Lucille paled and Sir Thomas nervously came forward. His apprehension and culpability were written all over his face. It took everything in Alan not to strike him.
“I beg your pardon?” Sharpe said.
“Would you mind?” Alan asked in a friendly, innocent tone. “Just a moment more. We must all do our best to see her through this.”
Lucille pulled Sharpe by the sleeve. “We’ll leave you then, Dr. McMichael,” she said. “With your patient.”
* * *
Once out of sight of Dr. McMichael, Lucille was relentless, taking the stairs so quickly she skipped half of them. Thomas followed, near-paralyzed with apprehension. Everything was spiraling out of control.
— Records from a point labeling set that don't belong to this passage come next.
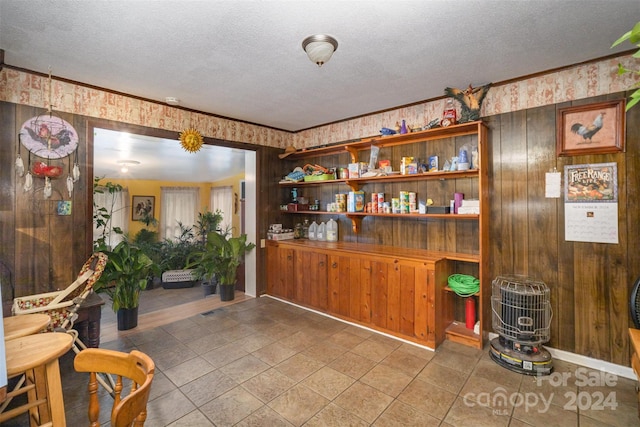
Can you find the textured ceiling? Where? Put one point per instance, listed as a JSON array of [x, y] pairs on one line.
[[243, 59], [161, 159]]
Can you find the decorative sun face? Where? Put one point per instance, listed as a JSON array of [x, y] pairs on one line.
[[191, 140]]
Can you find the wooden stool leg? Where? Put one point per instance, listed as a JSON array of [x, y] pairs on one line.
[[54, 387], [40, 414]]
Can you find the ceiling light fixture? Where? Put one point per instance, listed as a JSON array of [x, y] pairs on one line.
[[319, 48], [124, 168]]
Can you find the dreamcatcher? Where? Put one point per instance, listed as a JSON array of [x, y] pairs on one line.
[[49, 137]]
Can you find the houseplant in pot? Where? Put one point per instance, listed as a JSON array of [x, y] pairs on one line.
[[124, 276], [222, 254]]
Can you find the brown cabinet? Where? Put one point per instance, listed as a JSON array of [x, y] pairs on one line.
[[393, 293], [388, 289]]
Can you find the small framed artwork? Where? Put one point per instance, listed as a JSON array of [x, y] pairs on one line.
[[591, 129], [142, 207], [64, 207]]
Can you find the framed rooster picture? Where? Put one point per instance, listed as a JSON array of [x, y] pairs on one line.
[[591, 129]]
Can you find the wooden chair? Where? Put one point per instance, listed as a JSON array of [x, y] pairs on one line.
[[136, 367], [62, 306]]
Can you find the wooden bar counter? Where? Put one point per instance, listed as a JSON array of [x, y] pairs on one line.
[[394, 290]]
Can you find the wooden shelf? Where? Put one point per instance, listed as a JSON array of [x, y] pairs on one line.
[[474, 181], [448, 289], [459, 333], [403, 216], [354, 146], [355, 183]]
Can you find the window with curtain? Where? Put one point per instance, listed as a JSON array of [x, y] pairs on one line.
[[178, 205], [222, 199], [116, 204]]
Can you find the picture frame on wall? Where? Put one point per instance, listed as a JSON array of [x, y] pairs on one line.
[[591, 129], [142, 207]]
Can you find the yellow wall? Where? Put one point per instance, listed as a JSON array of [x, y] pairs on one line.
[[152, 188]]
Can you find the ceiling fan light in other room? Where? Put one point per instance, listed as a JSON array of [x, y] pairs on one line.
[[124, 164], [319, 48]]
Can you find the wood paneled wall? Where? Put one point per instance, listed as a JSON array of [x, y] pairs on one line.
[[590, 282], [44, 251]]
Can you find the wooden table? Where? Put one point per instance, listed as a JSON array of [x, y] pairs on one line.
[[27, 324], [28, 354]]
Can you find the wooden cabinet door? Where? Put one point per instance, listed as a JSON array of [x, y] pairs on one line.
[[311, 279], [339, 285], [280, 271]]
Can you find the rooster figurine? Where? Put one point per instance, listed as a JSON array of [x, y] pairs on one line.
[[470, 101], [587, 132]]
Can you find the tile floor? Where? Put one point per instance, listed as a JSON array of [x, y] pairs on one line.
[[262, 362]]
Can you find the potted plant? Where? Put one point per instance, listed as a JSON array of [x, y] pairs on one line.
[[124, 276], [221, 256]]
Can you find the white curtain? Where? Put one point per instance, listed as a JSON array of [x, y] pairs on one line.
[[222, 199], [117, 205], [178, 204]]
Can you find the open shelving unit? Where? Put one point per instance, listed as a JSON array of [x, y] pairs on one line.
[[452, 328]]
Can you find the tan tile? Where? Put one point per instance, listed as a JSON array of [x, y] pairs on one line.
[[461, 349], [428, 398], [454, 360], [388, 380], [194, 418], [346, 339], [551, 387], [224, 355], [274, 353], [449, 379], [254, 342], [352, 364], [235, 333], [166, 409], [299, 341], [328, 382], [401, 414], [231, 407], [492, 394], [404, 361], [268, 385], [299, 366], [188, 371], [608, 411], [465, 413], [173, 356], [244, 368], [264, 416], [334, 416], [325, 352], [280, 331], [373, 350], [585, 421], [207, 343], [490, 370], [548, 416], [207, 387], [298, 404], [359, 331], [363, 401]]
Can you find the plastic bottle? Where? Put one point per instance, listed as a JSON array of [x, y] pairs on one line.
[[305, 229], [322, 232], [332, 231], [313, 231]]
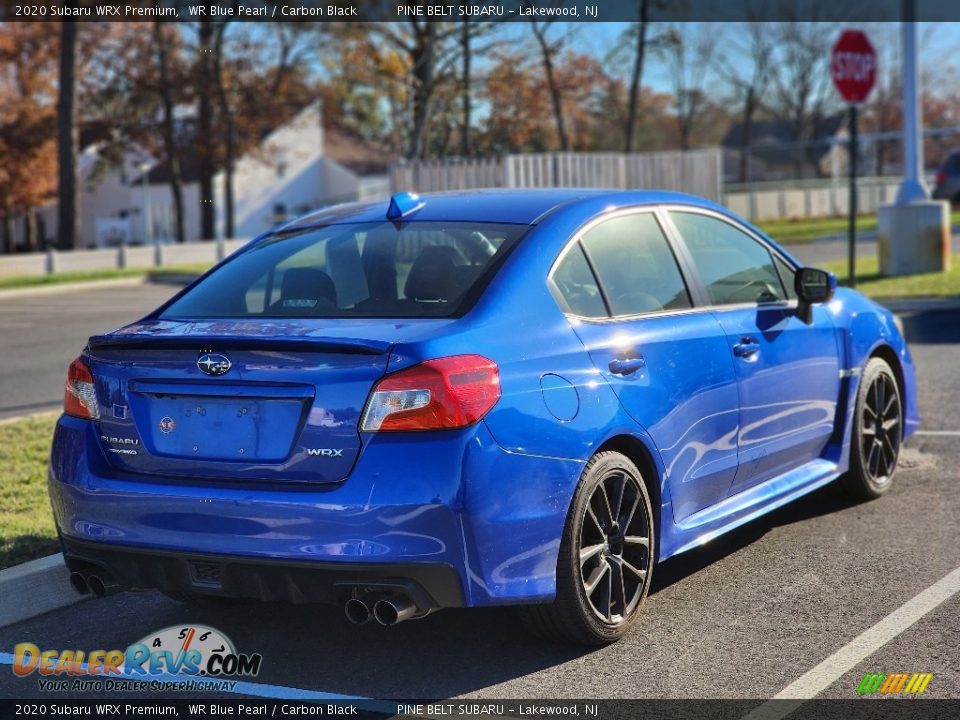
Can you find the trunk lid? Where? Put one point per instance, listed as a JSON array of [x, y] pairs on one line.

When he had seen Edith fall…
He thanked Providence that the floorboards were rotten, and the viscous, bright clay had softened her landing.
“Where are you going?” he asked her. But he knew where: to the attic. He followed after her, as he always did.
She whirled on him. “Somebody has to stop him. I just want to know, brother. Is it going to be you this time? Or me, as usual?”
His face fell. He couldn’t even name all the emotions that were swirling through him—shame, horror, bewilderment. Reaching her room, she rummaged in a drawer and pulled out a familiar-looking knife. He recoiled, and she huffed.
“Thought so,” she snapped.
* * *
Alan knew that Edith was almost out of time. He touched her cheek, concerned by how clammy it was. His mind raced, working out various scenarios to get her out of here as fast as possible. These people must own horses. Could he get her to the stables? Would he have time to hitch a horse to a carriage or a wagon? How far would they go to stop him?